BLITAR (Wartatransparansi.com) – Mengganti bendera Merah Putih lambang sakral kedaulatan bangsa dengan bendera bajak laut fiktif dari budaya luar adalah tindakan pelecehan konstitusional dan perendahan martabat nasional. Ini bukan soal kreativitas dan pelanggaran hukum.
Peringatan Hari Ulang Tahun (HUT) ke-80 Republik Indonesia diwarnai polemik serius menyusul tindakan sejumlah pemuda yang mengibarkan bendera bajak laut bertema One Piece sebagai pengganti bendera Merah Putih.

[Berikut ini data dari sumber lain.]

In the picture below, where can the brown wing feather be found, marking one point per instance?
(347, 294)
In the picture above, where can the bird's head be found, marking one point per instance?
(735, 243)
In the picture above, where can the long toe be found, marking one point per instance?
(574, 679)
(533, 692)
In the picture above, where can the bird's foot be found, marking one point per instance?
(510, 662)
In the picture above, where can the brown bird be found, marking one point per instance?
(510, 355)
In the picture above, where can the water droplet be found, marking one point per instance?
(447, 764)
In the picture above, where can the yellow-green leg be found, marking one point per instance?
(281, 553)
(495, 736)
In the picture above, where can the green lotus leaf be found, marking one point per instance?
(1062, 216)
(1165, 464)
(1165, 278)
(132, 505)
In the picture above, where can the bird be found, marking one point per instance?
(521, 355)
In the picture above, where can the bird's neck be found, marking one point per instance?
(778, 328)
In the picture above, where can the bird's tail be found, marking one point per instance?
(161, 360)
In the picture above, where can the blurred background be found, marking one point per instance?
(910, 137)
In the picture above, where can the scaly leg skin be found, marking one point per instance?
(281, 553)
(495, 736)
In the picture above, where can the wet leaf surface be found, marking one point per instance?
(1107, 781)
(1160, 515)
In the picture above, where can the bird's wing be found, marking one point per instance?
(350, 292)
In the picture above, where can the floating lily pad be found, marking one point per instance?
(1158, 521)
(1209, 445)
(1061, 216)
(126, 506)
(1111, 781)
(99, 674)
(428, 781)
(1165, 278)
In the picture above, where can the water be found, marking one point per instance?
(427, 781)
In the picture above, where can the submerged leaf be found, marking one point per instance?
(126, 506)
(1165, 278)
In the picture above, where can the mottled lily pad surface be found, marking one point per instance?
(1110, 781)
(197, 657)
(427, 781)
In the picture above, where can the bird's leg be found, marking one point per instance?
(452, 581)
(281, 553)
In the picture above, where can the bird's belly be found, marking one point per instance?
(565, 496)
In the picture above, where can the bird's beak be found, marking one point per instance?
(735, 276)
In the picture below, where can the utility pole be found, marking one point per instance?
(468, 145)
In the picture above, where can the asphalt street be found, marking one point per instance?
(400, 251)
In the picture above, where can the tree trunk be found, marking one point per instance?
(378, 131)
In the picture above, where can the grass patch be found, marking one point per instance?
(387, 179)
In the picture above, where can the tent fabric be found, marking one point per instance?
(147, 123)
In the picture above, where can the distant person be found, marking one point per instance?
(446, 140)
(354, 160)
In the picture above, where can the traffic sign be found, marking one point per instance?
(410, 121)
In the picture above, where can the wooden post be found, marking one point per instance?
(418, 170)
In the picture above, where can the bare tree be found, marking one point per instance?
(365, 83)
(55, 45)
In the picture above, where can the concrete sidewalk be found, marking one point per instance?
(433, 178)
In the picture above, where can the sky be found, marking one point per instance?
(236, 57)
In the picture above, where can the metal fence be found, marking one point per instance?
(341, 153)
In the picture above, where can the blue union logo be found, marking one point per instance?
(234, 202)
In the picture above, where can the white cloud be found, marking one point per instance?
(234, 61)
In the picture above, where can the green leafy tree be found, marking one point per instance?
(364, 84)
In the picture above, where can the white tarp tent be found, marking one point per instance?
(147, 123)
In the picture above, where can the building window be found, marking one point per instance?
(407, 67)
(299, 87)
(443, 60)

Hal tersebut dikatakan tokoh hukum dan aktivis anti korupsi nasional, Mohammad Trijanto, S.H., M.M., M.H yang menilai aksi tersebut bukan sekadar pelanggaran moral, tetapi juga bentuk pelecehan simbolik terhadap negara yang dapat dikenai sanksi pidana.

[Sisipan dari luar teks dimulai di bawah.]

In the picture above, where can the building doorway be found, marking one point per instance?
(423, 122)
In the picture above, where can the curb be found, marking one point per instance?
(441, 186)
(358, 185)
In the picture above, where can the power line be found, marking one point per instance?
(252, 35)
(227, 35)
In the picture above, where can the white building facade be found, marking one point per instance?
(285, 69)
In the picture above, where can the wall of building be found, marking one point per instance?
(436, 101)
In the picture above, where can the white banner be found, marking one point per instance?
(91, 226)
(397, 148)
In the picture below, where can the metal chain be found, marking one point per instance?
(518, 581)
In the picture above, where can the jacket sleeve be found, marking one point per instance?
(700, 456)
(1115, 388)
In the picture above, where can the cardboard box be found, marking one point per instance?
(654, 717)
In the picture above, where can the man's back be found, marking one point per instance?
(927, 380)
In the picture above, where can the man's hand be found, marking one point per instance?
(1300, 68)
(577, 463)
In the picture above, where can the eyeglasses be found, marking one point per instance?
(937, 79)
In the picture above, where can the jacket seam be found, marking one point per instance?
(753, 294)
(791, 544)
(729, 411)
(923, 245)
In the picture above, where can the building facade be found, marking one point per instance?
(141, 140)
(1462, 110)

Sebagai seorang ayah dari perwira TNI aktif, Trijanto menyatakan rasa kecewa dan kemarahannya. Ia menegaskan bahwa tindakan semacam ini mencerminkan krisis nasionalisme generasi muda yang dengan mudah terhanyut arus budaya asing tanpa filter ideologis.
“Putra saya berdiri di garda terdepan mempertahankan Merah Putih. Ketika simbol itu dipermainkan dan diganti dengan lambang bajak laut, saya bukan hanya tersinggung secara pribadi, tapi juga merasa bahwa seluruh perjuangan bangsa sedang diremehkan. Ini penghinaan terhadap konstitusi,“ ujar Trijanto dalam pernyataan resminya di Kota Blitar, Minggu (03/08/2025).

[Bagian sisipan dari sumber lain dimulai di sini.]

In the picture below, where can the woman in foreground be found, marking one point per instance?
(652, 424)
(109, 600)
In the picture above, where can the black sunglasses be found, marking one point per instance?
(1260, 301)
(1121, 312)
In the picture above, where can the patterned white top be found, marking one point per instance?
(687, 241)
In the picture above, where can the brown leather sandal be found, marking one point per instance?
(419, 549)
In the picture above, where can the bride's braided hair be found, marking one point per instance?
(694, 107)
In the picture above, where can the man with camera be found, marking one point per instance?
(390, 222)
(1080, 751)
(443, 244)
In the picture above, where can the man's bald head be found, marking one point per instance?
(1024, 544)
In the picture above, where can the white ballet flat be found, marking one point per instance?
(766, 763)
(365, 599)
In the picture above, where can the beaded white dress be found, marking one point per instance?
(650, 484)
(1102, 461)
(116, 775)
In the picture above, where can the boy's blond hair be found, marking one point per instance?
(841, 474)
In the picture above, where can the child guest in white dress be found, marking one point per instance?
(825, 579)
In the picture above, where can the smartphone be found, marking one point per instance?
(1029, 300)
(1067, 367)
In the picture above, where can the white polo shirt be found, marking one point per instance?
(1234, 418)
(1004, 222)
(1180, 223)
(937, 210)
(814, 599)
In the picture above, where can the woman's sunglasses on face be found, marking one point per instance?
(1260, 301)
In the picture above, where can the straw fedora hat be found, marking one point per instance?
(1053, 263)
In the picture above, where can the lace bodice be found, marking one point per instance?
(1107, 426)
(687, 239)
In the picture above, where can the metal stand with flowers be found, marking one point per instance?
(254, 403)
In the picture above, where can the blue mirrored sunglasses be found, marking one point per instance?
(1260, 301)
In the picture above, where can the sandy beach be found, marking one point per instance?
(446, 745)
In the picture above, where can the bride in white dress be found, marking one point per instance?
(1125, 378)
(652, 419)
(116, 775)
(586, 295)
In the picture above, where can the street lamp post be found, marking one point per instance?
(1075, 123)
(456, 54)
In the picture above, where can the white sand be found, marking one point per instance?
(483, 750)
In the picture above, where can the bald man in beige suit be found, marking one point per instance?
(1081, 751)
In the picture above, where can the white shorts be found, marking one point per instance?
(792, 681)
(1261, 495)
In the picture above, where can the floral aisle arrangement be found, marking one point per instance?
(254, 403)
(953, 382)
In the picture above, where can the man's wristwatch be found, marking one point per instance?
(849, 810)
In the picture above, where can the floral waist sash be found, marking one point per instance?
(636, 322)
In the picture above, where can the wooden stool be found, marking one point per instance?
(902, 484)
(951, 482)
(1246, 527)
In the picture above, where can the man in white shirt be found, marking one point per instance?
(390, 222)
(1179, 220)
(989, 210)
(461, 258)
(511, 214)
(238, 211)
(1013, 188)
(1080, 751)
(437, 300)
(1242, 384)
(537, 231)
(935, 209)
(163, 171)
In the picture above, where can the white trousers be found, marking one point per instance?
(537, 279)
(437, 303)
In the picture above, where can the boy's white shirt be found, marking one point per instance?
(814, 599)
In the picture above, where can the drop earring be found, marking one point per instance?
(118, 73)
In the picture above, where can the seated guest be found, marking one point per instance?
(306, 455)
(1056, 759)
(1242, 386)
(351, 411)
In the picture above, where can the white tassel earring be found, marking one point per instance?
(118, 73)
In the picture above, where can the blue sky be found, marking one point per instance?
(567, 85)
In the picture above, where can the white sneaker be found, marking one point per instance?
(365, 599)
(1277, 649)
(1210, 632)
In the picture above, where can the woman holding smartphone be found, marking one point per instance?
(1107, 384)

Ia mengingatkan bahwa mengganti bendera negara dengan simbol fiktif adalah tindakan yang bisa dijerat hukum. Ia merujuk pada Undang-Undang Nomor 24 Tahun 2009 tentang Bendera, Bahasa, dan Lambang Negara serta Lagu Kebangsaan, khususnya Pasal 66, yang menyatakan:
“Setiap orang yang dengan sengaja merusak, merendahkan, atau tidak menghormati Bendera Negara, dipidana dengan penjara paling lama lima (5) tahun atau denda paling banyak Rp.500 juta.”
“Barang siapa menodai bendera Negara Kesatuan Republik Indonesia dengan maksud menghina kehormatan negara, dihukum penjara selama-lamanya empat tahun.”
Dalam konteks ini, Trijanto menekankan bahwa negara tidak boleh lunak dalam menghadapi pelanggaran terhadap lambang negara. “Simbol negara bukan sekadar kain, tapi identitas hukum dan kehormatan kita sebagai bangsa,” ujarnya.